Included among them are the search for a director and a scriptwriter which come foremost. Writing the script for the screenplay and looking for a suitable cast and crew comes next. Further, selecting locations and months of filing and post-production labour have to be faced.
Dubbing, editing and making prints in India and finally obtaining a circuit adds to the suspense. And the final crushing blow falls when no platform or screen is forthcoming for the release of the film sums up the tragedy of the filmmaker that is prevalent in Sri Lanka cinema today.
Nimal Sumanasekera, the producer of 'Dharma Puthra' is the latest victim of this sad plight in which the Sri Lankan film industry is faced today.
Millions in financial loss and deprived of his right to take his film to his audience, the producer is preparing to take the film distribution company, Movie Producers and Importers (private) Ltd before the law. On a series of allegations levelled against the distributor and the National Film Corporation, the film producer complains that the parties failed to provide theatres and sufficient time to screen his film.
Earlier filmmaker Priyantha Kolambage who directed an internationally acclaimed children's film 'Arumosam Wehi' had complained that his film which was released on the Ridma Circuit, the circuit belonging to the National Film Corporation was removed to screen adults' only films. He too charged that the film was unfairly taken out even before it was picked up by the audience.
Now Mr. Sumanasekara complains that even without following the basic practices his film was removed from the theatres and he claimed that the Film Corporation too kept mum against the alleged injustice done to the film and the film director and the producer.
"While the Film Corporation takes no notice of this issue, filmmakers and producers in general have to overcome several obstacles to take their films to the public today," said producer, Mr. Sumanasekara.
"The first interference was by the Chairman of the National Film Corporation who demanded to change its initial title "Buddha Puththra". This was despite the Censor Board giving approval to the title," the film producer said.

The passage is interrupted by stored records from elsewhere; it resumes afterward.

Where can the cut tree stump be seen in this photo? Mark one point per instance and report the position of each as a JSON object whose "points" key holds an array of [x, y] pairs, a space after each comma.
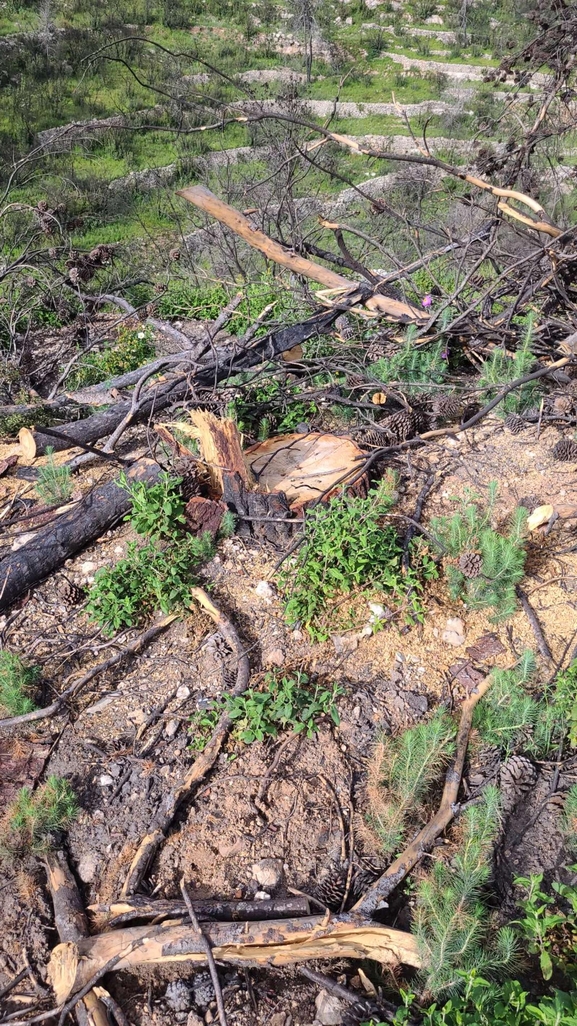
{"points": [[52, 545]]}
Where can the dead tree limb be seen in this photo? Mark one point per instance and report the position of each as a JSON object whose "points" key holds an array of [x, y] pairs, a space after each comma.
{"points": [[210, 204], [202, 764], [402, 865], [72, 926], [280, 942], [130, 648], [141, 907], [52, 545]]}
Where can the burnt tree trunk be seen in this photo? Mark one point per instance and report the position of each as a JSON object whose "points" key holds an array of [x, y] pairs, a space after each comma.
{"points": [[68, 534]]}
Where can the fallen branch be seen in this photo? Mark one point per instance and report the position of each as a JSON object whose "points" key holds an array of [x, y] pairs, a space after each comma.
{"points": [[383, 305], [130, 648], [141, 907], [202, 764], [402, 865], [281, 942], [52, 545], [208, 952], [71, 922]]}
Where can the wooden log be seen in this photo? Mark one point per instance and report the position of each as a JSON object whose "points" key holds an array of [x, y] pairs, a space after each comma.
{"points": [[276, 942], [140, 907], [52, 545], [215, 207], [72, 928], [158, 396]]}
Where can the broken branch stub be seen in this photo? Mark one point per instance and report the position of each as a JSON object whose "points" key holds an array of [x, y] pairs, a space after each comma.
{"points": [[236, 222]]}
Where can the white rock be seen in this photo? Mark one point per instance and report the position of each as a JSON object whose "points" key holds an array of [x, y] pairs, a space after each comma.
{"points": [[265, 590], [454, 634], [87, 868], [268, 872], [329, 1009]]}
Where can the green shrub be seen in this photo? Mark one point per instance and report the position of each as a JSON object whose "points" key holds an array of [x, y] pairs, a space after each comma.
{"points": [[157, 575], [467, 534], [501, 368], [16, 680], [54, 481], [347, 545], [282, 703], [131, 349], [35, 816]]}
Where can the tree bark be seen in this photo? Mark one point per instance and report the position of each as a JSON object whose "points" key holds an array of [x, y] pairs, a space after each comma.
{"points": [[277, 942], [52, 545]]}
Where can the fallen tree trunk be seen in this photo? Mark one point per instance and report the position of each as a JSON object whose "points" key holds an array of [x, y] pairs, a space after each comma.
{"points": [[158, 396], [52, 545], [140, 907], [277, 942], [215, 207]]}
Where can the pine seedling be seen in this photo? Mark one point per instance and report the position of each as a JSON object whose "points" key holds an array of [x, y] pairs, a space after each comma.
{"points": [[54, 484], [401, 772], [501, 368], [35, 816], [507, 714], [16, 680], [501, 557], [452, 921]]}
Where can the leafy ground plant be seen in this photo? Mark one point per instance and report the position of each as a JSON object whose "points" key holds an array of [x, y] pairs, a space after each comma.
{"points": [[483, 566], [35, 816], [16, 681], [347, 543], [282, 703], [157, 575], [54, 482]]}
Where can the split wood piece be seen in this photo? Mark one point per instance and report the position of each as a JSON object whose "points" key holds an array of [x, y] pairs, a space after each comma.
{"points": [[402, 865], [140, 907], [72, 928], [280, 942], [204, 761], [51, 546], [131, 648], [215, 207]]}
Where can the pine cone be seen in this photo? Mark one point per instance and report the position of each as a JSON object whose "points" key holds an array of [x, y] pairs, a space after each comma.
{"points": [[514, 423], [470, 563], [565, 450], [404, 425], [448, 407], [530, 503], [344, 328]]}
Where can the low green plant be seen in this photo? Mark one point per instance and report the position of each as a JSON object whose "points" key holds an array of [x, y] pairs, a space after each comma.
{"points": [[131, 349], [502, 555], [452, 922], [35, 816], [347, 544], [157, 575], [54, 481], [414, 364], [501, 368], [401, 771], [16, 680], [282, 703]]}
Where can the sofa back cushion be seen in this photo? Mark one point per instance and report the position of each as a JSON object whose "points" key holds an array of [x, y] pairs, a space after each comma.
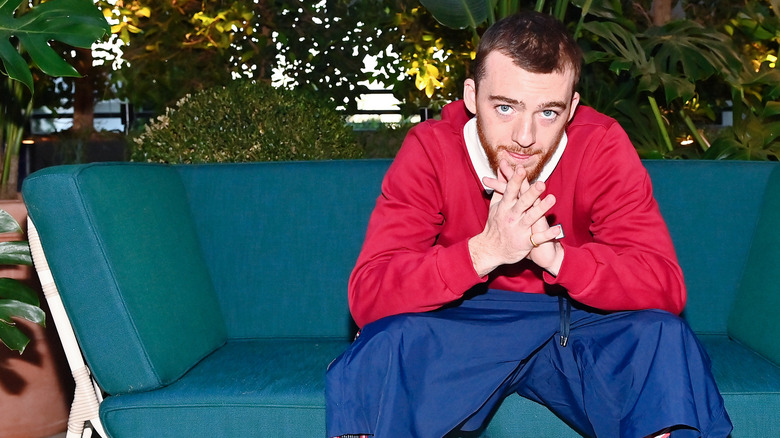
{"points": [[754, 319], [125, 256], [711, 208], [280, 240]]}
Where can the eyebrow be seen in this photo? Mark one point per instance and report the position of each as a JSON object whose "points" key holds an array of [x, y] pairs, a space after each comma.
{"points": [[509, 100]]}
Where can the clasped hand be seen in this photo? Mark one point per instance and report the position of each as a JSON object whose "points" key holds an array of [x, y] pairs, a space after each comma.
{"points": [[516, 227]]}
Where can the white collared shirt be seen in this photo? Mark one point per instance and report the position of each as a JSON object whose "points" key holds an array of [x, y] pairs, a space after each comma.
{"points": [[482, 165]]}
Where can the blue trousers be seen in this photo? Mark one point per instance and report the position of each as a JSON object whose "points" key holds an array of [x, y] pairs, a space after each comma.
{"points": [[625, 374]]}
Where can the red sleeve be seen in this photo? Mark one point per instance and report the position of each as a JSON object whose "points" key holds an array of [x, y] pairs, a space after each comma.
{"points": [[630, 263], [401, 268]]}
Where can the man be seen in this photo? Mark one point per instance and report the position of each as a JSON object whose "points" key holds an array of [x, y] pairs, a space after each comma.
{"points": [[520, 251]]}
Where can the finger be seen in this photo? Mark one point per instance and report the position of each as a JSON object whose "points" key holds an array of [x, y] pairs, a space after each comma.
{"points": [[494, 184], [505, 171], [531, 199], [539, 238]]}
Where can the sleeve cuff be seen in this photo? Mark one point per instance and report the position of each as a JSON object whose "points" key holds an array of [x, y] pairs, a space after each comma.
{"points": [[456, 268], [577, 270]]}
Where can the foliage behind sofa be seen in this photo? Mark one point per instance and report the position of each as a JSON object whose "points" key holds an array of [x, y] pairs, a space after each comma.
{"points": [[209, 299]]}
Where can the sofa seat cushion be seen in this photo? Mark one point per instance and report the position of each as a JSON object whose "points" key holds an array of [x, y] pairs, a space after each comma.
{"points": [[750, 386], [262, 388]]}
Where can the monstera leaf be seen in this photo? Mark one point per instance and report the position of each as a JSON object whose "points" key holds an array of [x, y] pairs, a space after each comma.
{"points": [[78, 23], [17, 300], [458, 14]]}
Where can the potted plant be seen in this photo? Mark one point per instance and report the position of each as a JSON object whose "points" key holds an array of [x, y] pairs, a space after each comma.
{"points": [[34, 392], [27, 30], [246, 121], [17, 300]]}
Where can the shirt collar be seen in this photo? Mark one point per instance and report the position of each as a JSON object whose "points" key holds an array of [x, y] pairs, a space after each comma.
{"points": [[482, 166]]}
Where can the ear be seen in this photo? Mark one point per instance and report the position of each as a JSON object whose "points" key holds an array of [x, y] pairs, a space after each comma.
{"points": [[575, 100], [470, 95]]}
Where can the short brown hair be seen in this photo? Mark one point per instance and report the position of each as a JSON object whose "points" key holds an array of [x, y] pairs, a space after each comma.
{"points": [[536, 42]]}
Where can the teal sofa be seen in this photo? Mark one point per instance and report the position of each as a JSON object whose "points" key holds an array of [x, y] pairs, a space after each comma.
{"points": [[208, 300]]}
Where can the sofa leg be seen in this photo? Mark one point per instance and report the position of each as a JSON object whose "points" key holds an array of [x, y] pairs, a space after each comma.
{"points": [[87, 397]]}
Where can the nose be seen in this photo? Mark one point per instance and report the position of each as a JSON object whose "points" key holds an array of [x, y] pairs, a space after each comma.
{"points": [[524, 133]]}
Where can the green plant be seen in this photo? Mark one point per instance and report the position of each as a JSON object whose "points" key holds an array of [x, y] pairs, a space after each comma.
{"points": [[26, 30], [246, 121], [17, 300]]}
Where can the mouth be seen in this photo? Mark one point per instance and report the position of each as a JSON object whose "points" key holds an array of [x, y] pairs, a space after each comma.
{"points": [[519, 157]]}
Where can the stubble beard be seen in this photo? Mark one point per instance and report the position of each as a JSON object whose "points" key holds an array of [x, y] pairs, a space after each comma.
{"points": [[493, 152]]}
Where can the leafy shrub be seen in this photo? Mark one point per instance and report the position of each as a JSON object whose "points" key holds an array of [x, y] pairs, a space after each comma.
{"points": [[246, 121]]}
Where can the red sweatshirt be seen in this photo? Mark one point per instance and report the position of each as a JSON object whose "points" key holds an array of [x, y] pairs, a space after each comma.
{"points": [[618, 254]]}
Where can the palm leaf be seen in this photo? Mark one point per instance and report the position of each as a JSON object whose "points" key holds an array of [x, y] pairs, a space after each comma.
{"points": [[687, 49], [77, 23]]}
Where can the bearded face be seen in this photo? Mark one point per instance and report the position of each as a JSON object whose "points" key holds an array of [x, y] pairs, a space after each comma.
{"points": [[536, 159], [521, 116]]}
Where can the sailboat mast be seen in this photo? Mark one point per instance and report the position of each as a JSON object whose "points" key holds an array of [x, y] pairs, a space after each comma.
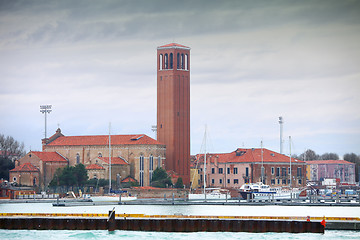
{"points": [[205, 164], [262, 163], [109, 158]]}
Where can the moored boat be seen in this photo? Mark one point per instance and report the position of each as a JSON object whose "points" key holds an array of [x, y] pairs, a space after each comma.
{"points": [[260, 191], [210, 194], [113, 198]]}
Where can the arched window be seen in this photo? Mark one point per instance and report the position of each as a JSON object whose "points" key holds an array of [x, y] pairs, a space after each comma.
{"points": [[178, 61], [77, 158], [160, 62], [141, 170], [166, 61], [171, 61], [151, 167], [182, 61]]}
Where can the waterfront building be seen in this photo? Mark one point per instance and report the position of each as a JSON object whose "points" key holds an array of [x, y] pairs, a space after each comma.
{"points": [[135, 155], [37, 169], [99, 168], [173, 107], [232, 170], [132, 157], [342, 170]]}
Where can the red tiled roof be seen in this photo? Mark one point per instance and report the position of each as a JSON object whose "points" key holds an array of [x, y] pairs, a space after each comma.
{"points": [[49, 156], [101, 140], [26, 167], [147, 188], [94, 167], [329, 162], [248, 156], [172, 174], [173, 45], [114, 160]]}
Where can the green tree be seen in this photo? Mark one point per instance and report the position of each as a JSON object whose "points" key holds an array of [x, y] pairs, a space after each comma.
{"points": [[179, 183], [160, 178], [5, 166], [81, 175]]}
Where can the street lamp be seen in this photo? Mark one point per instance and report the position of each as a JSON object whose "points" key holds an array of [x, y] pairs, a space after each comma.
{"points": [[45, 109]]}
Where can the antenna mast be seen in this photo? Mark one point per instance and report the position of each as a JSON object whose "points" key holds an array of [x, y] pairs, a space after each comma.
{"points": [[109, 158]]}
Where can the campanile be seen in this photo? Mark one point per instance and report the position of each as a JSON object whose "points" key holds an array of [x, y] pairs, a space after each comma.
{"points": [[173, 107]]}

Referring to the series of allegations in relation to his film 'Dharma Puthra' Mr. Sumanasekara said, "Though the film was to be released on July 28, 2007, at the National Cinema Maharagama the main theatre of the MPI circuit, the circuit of the distributor Movie Producers and Importers Pvt Ltd was not given as the management wanted to continue with another film of another film distributor.
"Similarly theatres where the film was to be screened as agreed was not provided causing a massive loss to us," film producer claimed.
Nimal Sumanasekara also complained that in ‘Sunil T Cinema’ Kalutara the film was screened only for four days thus depriving the audience of viewing the movie which was on a theme on Buddhism. This caused a massive damage and financial loss to the production.
" The basic practice like keeping the film at least for fourteen days was violated’ Mr. Sumanasekara complained. "Prior to the release of the film an advertising campaign through newspapers, posters, radio and television was done spending a lot of money but all was a loss," he lamented.
Having received no reply to the letter of demand he sent to the distributor, Mr. Sumanasekara is preparing to take legal action to ensure justice is meted out.